Acara tersebut dihadiri oleh sejumlah pejabat dan ahli di bidang keuangan, antara lain Analis Kebijakan Ahli Madya Pendapatan Daerah Bina Keuangan Daerah, R. AN AN Andri Hikmat, Deputi Kepala Perwakilan Bank Indonesia (BI) Sulsel, Rudy Bambang Wijanarko, serta berbagai instansi terkait lainnya.
Dalam sambutannya, Firman Pagarra menyampaikan bahwa pada tanggal 5 Januari 2024, Pemerintah Kota Makassar mulai menerapkan Pajak Daerah dan Retribusi Daerah sesuai dengan Undang-Undang Nomor 1 Tahun 2022 tentang Hubungan Keuangan Antara Pemerintah Pusat dan Daerah.
Peraturan Daerah Kota Makassar Nomor 1 Tahun 2024 tentang Pajak Daerah dan Retribusi Daerah menjadi dasar hukum bagi pemerintah dalam melakukan pemungutan pajak dan retribusi.
Firman menekankan pentingnya pembiayaan belanja daerah yang telah masuk dalam program APBD Kota Makassar, di mana PAD menjadi satu kesatuan.
Dia juga menyoroti pencapaian rekor tertinggi dalam sejarah Pemerintah Kota Makassar pada tahun sebelumnya, yaitu PAD mencapai Rp1,5 triliun, yang didorong oleh inovasi dari berbagai OPD termasuk Bapenda melalui aplikasi PAKINTA.
Melalui Rakorsus ini, Firman mengajak untuk terus membangun sinergi dan kolaborasi antara OPD dan BUMD agar dapat mengoptimalkan potensi menuju target PAD sebesar Rp2 triliun tahun 2024.
Ia juga menilai bahwa PAD sama pentingnya dengan belanja anggaran dan perlu dievaluasi progresnya secara berkala.

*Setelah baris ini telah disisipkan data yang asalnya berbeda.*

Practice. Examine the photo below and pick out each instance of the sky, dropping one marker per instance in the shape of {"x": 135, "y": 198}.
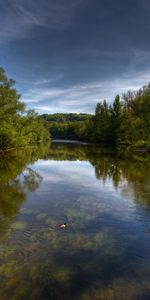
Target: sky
{"x": 67, "y": 55}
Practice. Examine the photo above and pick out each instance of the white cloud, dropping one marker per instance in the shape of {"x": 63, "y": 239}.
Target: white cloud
{"x": 18, "y": 17}
{"x": 82, "y": 98}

Sekretaris Badan Pendapatan Daerah Makassar, Fuad Arfandi, menambahkan bahwa OPD pengelola Pendapatan Daerah diharapkan dapat mempercepat peningkatan PAD melalui digitalisasi dalam pelayanan kepada masyarakat dan pelaku usaha.

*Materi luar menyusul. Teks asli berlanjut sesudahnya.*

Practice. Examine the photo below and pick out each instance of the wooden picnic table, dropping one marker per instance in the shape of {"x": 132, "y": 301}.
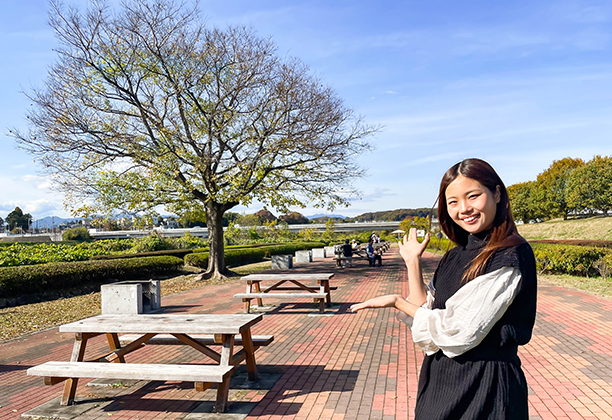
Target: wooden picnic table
{"x": 321, "y": 292}
{"x": 184, "y": 327}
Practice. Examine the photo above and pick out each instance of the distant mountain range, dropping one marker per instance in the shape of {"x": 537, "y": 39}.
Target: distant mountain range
{"x": 316, "y": 216}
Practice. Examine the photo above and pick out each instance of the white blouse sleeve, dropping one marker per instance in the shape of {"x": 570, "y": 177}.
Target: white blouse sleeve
{"x": 469, "y": 315}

Dia juga berharap agar BUMD Kota Makassar dapat berkolaborasi dengan baik agar sinergitas dalam pengelolaan pendapatan daerah dapat berkelanjutan.
Rakorsus Pendapatan Daerah Kota Makassar Tahun 2024 merupakan pelaksanaan kedua kalinya sebagai forum bagi OPD Pengelola Pendapatan Daerah dan BUMD Kota Makassar sebagai leading sektor pendapatan hasil pengelolaan pajak daerah.